= Bud Grant (broadcaster) =

American television executive (1932–2011)

B. Donald "Bud" Grant (February 7, 1932 – July 1, 2011) was an American television executive. He originally started his career at NBC in 1956, and stayed there until 1972, when he joined CBS, and known for resurrecting game shows on the daytime lineup after a four-year absence since 1968, such as The Price Is Right. He served as the President of CBS Entertainment from 1980 until 1987. He was credited with spearheading 1980s CBS shows such as Newhart and Murder, She Wrote.

Grant was born in Baltimore, Maryland, and earned a Bachelor of Science in business from Johns Hopkins University. He served from 1953 to 1955 in the U.S. Coast Guard.

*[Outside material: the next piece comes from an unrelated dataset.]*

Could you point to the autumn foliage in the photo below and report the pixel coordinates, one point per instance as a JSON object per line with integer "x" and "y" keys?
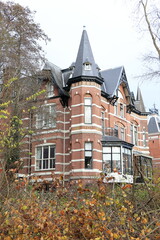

Grant left CBS in 1987 and founded his own production company, Bud Grant Productions, with an exclusive deal with CBS. He would later form Grant/Tribune Productions in 1988, which produced for Tribune Broadcasting and Walt Disney Studios, which signed in 1992. There, he produced the television series, Sydney and Cutters for CBS. In 1993, Grant split off from Tribune and reverted to the Bud Grant Productions name, and later that year, the company signed a deal with Warner Bros. Television under Les Moonves' watch. He later formed Third Coast Entertainment, and it was involved in a failed television biopic that sued Priscilla Presley.

Grant died in Newport Beach, California, on July 1, 2011.